Tomorrow is election day in America. I obviously don't know what the exact outcome will be, but just about all polls shows that the Republicans will win a majority in the House of Representatives, and maybe also the Senate. The pick-up in seats is likely to match or exceed those in 1994.

There are many reasons for this likely Republican surge, including the fact that a new President's party usually loses seats in mid term election and the fact that Obama has pursued such a radical agenda, presiding over an unprecendted surge in federal spending, something which has created a counter-reaction in the form of the so-called Tea Party movement.

But the most important factor is that Obama's policies have been a big failure.
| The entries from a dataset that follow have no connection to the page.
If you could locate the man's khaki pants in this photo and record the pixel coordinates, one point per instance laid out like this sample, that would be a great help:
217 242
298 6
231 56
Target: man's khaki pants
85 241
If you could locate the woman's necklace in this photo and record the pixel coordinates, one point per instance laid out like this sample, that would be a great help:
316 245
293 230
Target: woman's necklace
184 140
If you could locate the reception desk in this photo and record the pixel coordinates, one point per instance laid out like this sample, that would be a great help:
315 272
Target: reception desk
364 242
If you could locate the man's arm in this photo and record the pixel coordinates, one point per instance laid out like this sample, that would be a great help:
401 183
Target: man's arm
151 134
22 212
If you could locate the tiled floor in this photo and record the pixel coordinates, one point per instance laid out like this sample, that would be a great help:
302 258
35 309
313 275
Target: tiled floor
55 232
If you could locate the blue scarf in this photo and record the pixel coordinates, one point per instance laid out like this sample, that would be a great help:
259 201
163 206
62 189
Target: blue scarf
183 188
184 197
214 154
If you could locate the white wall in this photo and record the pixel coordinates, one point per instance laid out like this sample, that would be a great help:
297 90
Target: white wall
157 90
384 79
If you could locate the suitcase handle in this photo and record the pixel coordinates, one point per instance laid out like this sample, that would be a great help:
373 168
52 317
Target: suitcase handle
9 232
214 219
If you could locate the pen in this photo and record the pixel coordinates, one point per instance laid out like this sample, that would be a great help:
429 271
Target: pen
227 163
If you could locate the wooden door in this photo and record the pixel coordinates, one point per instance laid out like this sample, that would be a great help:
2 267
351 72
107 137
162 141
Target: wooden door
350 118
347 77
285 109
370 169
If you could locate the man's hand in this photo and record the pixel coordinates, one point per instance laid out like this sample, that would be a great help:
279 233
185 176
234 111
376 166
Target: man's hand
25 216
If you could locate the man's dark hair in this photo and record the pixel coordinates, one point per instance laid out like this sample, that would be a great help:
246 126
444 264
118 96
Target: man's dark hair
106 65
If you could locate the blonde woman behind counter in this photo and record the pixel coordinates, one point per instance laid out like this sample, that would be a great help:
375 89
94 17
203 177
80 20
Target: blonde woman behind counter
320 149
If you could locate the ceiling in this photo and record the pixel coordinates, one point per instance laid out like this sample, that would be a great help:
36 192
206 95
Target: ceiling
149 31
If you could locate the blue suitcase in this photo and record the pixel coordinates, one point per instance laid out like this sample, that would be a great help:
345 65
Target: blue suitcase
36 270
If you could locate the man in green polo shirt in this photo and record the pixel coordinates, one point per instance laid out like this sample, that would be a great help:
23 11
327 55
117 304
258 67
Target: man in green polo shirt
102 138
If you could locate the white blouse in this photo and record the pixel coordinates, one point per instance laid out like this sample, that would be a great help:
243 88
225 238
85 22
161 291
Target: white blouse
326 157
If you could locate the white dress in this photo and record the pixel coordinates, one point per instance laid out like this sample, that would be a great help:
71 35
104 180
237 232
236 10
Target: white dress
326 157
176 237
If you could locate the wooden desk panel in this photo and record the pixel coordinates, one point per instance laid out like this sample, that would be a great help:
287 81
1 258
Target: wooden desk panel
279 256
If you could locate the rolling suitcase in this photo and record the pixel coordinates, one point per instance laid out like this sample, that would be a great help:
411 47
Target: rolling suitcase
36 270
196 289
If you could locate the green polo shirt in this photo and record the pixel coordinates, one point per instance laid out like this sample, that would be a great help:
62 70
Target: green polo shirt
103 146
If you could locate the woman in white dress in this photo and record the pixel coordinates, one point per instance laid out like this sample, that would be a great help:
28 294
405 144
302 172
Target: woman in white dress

This was confirmed in today's personal income report.

In the second quarter of 2009, the first when Obama started to implement his policies and also the quarter when the recession supposedly ended, real (2005 dollars) disposable income was $10,193 billion (all of the numbers mentioned here are annualized). In the third quarter of this year, real disposable income had risen to only $10,237 billion. And if you factor in the increase in population, real per capita disposable income dropped from $33,191 to $32,976, a 0.7% decrease. If you look at September number alone, real per capita income was even lower $32,916.

Note also that the numbers would have been even worse if you exclude transfer payments. Excluding that, real income is lower even before adjusting for population, and after adjusting for population, it is lower by 1.5%.

Most Americans have thus seen their real incomes continue to drop even after the recession supposedly ended and after Obama's policies have been given a long time to "work its magic". The policies of Obama and the Congressional Democrats have thus been a big failure, and for that the Congressional Democrats will now receive a well-deserved punishment (it is however more dubious whether the Republicans deserve to win). Obama can be grateful that only Congress is up for election this time and that he has got two more years before he has to face an election.